Dare to dream the dream

CROSSMAGLEN won their twelfth Armagh county championship in a row last Sunday. I think that is unique, although Lisbellaw won 11 Fermanagh senior hurling titles between 1991 and 2001 and only failed to complete 14 in a row because the competition was suspended in 2002. Probably because no-one wanted to play them.
Loughmore Castleiney also won 21 Mid-Tipperary senior football titles in a row and 35 out of 36 between 1965 and 2000. But that is only for the anoraks among us... and chaps who might find themselves at a table quiz in Cashel some night. St Vincent’s once won 14 of 15 Dublin football titles, sometime back before there was electricity, I think, but we mention that only from a sense of schadenfreude. How the mighty have fallen!
Pearse Ógs stayed with Cross’ until half-time but faded badly in the second half as the champions’ greater experience, composure and ability to take scores began to tell. The challengers needed Ronan Clarke to have a big game but it was clear that he is a bit off the level of fitness required even at club final level and once Cross’ took a grip on midfield the jig was up.
Next in their sights is another Ulster championship and possibly a chance to retain their all-Ireland title. It is a phenomenal record of success unequalled by any club team and if they were to win again next St Patrick’s Day they will have set a target that is unlikely ever to be matched.
One can’t, however, entirely avoid the feeling that we are witnessing the end of an era. Crossmaglen’s golden age began just before, and hugely contributed to, Armagh’s advent on the national scene. Cross’ won the all-Ireland club championship in 1997 and 1999 and the same year saw Armagh win their first Ulster title since 1982, backboned by Crossmaglen players.
Now many of the stalwarts like Francie have hung up their boots and the other older hands are surely also in the twilight of their careers. Armagh this year were clearly not as sharp or as hungry as in previous seasons and may have to wait a few more years before becoming contenders again. Meanwhile, we will follow Cross’s progress through Ulster with interest.
Mick Holden died last week. Most people will recall him as one of ‘The Twelve Apostles,’ that heroic Dublin team of 1983 that held out three men down against a driving gale to beat Galway in the all-Ireland final. Mick was right-corner-back and it was a day when corner-backs were busy.
I remember that. But the Mick Holden I mostly recall is from a few years before when my uncle was a selector on the Dublin hurling team and he used bring me to matches where I would sit in the dug-out. Invaluable experience for my declining years!
Mick and his brothers, Vinnie and PJ, were permanent fixtures and one day at half-time the three of them made a beeline for one of the Hartigans of Limerick, I think after one of the brothers had been in a bit of bother.
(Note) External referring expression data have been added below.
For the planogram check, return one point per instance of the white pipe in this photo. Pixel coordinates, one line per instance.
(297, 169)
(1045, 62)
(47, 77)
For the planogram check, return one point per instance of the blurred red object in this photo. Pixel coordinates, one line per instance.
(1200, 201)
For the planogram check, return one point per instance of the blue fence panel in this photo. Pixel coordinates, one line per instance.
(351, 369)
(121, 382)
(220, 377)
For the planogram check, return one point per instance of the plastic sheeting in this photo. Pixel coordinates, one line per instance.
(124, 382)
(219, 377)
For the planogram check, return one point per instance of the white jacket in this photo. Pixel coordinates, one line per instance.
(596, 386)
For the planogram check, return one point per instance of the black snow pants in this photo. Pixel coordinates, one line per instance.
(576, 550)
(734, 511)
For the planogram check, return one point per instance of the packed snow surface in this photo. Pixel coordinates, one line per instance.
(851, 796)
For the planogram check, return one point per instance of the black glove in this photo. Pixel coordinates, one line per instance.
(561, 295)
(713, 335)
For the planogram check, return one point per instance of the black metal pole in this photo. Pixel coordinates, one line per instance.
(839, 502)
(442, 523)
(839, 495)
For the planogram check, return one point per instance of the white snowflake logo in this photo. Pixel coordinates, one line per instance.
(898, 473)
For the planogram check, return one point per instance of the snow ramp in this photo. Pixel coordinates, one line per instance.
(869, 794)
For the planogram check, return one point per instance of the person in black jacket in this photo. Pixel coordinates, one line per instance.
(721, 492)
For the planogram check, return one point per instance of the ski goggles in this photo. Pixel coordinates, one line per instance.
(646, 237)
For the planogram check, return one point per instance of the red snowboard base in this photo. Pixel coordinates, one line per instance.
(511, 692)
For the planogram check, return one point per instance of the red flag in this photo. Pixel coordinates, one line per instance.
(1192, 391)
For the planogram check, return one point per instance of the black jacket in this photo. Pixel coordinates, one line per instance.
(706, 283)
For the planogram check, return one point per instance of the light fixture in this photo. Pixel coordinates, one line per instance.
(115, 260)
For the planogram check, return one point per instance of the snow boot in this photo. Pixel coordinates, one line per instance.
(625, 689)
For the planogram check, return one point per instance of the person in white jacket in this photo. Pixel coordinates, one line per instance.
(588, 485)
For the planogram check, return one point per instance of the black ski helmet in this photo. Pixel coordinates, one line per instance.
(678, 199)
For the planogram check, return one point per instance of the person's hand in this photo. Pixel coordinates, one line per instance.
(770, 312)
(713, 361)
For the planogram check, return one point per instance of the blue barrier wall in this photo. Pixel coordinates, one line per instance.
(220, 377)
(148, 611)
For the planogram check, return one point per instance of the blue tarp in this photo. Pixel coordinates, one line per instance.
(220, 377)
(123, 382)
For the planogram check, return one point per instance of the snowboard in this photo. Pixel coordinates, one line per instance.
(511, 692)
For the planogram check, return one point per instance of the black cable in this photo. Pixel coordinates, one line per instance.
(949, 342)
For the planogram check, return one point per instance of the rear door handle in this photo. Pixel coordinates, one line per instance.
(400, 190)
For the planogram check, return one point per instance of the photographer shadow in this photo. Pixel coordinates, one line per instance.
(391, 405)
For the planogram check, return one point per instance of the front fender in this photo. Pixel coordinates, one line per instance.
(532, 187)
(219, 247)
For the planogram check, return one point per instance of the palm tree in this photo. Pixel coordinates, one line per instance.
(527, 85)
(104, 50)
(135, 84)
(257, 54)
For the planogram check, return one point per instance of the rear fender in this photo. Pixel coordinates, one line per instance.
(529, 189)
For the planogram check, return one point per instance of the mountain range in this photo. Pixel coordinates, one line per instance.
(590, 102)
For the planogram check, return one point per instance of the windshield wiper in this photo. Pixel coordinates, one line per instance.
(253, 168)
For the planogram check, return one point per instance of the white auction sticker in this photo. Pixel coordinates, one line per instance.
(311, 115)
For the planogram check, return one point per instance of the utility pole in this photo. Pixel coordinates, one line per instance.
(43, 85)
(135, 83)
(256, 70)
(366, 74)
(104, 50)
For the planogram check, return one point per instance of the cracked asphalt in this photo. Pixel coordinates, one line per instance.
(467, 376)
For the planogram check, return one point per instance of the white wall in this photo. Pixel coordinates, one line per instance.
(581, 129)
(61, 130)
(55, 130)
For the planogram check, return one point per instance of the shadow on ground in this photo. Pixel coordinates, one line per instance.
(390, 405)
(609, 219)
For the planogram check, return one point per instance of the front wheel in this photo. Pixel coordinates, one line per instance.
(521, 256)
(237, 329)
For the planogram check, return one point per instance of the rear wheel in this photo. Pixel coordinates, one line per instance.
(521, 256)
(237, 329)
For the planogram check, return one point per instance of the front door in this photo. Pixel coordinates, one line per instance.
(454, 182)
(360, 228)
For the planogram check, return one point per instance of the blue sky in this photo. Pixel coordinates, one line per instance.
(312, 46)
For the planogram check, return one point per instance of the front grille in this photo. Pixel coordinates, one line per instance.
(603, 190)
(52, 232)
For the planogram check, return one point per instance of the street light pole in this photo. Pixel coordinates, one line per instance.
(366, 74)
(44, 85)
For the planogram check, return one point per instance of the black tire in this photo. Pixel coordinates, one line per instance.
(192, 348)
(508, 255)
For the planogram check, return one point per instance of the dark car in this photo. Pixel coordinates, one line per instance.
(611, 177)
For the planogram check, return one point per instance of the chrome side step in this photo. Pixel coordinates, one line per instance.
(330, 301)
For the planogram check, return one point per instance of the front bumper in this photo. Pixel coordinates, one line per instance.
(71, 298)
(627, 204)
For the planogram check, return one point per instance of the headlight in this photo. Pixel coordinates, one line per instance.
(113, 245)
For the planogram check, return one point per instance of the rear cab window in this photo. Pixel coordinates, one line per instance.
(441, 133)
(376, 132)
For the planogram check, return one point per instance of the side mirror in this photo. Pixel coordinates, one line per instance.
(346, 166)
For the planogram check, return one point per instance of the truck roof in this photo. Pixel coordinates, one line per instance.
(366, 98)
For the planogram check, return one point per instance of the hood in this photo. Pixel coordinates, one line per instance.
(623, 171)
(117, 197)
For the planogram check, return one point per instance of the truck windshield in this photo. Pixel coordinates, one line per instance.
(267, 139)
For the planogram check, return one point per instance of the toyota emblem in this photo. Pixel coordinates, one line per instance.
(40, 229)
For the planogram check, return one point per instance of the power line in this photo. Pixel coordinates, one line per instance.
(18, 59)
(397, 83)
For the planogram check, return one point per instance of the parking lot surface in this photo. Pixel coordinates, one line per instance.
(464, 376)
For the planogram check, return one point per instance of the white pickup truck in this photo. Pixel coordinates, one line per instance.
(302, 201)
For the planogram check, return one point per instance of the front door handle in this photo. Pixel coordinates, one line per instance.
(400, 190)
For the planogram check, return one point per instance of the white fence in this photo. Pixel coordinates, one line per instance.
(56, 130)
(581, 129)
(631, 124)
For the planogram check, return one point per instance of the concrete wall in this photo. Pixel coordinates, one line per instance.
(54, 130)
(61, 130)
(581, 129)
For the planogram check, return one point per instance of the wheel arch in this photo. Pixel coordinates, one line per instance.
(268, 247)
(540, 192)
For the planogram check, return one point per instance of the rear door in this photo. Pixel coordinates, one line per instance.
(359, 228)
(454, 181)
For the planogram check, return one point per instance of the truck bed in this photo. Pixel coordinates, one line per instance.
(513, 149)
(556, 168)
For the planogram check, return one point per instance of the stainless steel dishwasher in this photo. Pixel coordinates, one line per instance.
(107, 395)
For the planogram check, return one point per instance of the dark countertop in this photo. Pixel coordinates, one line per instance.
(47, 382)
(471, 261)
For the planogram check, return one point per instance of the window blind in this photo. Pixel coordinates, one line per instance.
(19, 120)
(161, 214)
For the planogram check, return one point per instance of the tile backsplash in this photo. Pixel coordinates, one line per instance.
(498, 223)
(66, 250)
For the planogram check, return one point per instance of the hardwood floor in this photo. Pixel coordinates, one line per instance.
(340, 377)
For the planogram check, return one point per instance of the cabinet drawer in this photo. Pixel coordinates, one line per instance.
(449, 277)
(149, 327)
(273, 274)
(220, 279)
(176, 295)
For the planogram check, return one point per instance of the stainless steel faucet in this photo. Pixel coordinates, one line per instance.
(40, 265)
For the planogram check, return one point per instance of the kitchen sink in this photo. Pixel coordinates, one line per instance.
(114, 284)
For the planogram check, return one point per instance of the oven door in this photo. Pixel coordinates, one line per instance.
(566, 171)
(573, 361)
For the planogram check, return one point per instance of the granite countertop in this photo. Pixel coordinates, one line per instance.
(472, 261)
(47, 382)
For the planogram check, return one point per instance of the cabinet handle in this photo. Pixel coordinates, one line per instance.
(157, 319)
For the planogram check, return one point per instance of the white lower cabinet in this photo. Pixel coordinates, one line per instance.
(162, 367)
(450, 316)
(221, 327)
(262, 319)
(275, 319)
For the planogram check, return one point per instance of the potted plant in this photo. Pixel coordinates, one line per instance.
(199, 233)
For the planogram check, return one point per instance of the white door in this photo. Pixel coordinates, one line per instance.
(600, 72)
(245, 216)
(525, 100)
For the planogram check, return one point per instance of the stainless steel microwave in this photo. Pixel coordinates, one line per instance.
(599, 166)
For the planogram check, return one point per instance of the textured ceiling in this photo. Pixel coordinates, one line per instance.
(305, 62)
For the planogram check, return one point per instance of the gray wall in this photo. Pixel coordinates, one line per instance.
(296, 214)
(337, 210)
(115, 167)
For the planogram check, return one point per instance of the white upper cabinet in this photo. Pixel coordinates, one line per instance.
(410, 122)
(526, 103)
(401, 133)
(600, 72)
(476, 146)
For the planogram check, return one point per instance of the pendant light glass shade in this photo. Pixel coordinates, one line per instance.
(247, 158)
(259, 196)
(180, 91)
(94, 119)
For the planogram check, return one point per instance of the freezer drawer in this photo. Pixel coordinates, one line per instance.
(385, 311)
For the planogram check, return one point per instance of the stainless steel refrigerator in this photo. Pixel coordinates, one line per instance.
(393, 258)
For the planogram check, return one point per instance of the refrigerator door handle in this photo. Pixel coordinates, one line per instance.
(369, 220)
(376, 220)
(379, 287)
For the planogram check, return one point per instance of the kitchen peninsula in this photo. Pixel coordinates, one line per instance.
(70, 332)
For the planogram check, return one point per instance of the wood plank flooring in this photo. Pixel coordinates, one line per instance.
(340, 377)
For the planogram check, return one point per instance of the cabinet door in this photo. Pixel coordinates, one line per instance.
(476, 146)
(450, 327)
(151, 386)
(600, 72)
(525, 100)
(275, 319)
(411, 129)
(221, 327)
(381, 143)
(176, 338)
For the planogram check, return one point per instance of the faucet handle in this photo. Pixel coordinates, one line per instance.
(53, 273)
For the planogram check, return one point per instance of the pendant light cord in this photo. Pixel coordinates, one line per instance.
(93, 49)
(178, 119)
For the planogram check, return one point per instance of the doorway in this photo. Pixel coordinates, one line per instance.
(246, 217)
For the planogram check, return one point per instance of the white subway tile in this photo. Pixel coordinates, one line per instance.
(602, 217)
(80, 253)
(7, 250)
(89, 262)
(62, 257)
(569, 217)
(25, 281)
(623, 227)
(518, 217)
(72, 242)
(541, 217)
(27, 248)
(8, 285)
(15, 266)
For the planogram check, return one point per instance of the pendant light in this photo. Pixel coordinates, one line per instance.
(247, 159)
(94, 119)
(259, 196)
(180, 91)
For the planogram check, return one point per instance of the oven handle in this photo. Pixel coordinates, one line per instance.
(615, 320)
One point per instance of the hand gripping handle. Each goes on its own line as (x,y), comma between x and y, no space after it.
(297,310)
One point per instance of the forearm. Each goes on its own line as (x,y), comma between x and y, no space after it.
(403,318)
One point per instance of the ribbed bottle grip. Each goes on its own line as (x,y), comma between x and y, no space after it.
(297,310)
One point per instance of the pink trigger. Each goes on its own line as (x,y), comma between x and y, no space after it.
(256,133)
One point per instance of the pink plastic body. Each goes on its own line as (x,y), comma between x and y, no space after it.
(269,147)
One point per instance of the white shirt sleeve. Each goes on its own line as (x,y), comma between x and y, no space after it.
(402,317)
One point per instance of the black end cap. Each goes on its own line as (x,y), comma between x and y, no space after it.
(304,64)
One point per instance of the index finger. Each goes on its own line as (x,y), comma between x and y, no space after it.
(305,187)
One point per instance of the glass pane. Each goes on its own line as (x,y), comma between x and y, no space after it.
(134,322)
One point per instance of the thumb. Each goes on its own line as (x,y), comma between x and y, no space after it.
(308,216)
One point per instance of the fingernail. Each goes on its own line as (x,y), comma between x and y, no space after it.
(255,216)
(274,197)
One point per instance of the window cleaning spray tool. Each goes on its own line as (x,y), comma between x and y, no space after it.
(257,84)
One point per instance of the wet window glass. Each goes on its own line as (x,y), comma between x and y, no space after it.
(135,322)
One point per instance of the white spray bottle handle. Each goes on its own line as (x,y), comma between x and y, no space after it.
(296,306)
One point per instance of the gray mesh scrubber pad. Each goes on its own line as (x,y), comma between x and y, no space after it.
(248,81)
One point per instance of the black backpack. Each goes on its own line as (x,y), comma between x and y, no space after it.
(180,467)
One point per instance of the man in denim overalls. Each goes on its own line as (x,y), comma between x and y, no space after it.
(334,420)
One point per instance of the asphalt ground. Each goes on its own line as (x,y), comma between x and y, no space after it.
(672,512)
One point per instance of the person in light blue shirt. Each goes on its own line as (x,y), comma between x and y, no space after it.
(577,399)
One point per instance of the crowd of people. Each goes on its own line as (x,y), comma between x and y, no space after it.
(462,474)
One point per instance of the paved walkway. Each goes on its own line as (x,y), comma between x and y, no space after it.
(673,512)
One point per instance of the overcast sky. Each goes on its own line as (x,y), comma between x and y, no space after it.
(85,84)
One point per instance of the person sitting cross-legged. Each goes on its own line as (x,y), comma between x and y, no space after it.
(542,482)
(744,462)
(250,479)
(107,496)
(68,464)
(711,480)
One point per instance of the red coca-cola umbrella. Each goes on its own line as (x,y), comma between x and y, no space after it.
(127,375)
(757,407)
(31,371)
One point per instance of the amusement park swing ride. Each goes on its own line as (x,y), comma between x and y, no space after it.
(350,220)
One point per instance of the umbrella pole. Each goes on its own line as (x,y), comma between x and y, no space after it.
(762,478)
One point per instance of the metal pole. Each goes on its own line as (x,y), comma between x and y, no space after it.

Or maybe I am getting it mixed up - or maybe it didn’t happen at all.
Mostly I recall peering out at them as they trooped off the pitch into the dressing room, sometimes with grins as wide as Cheshire Cats after a heroic feat: a draw with Kilkenny or beating Cork or Wexford.
They always did their best but sometimes there were terrible maulings and everyone would be looking at the floor or the oranges on the table while the uncle would just shake his head and mutter something meaningful like: “I don’t know what to say to you lads.”
But the days they won - the days when Mick and the brothers and Joey Towell and Harry Dalton and Matt Allen and the Hennebrys and Peadar Carton filled those old Dublin jerseys, still the same ones as the ‘50s and ‘60s because only the footballers had the stylish new good gear, with fire and passion - those were the days. Days when we dared believe for a while.
Then Heffo stole Mick and the rest is history. But he was never lost to the real game and everyone who spoke of him last week spoke of him foremost as a hurler in the red and white of Cuala or the blue of Dublin. I am sure he had no memory of me, the little boy staring wide-eyed at men in blue jerseys taking on the Eddie Kehers and the Tony Dorans, but I’d say they remember Mick.
Rest in peace, Mick. You’ll be in good company with Lar and Paul Mulhere and all the other men who dared to dream the dream.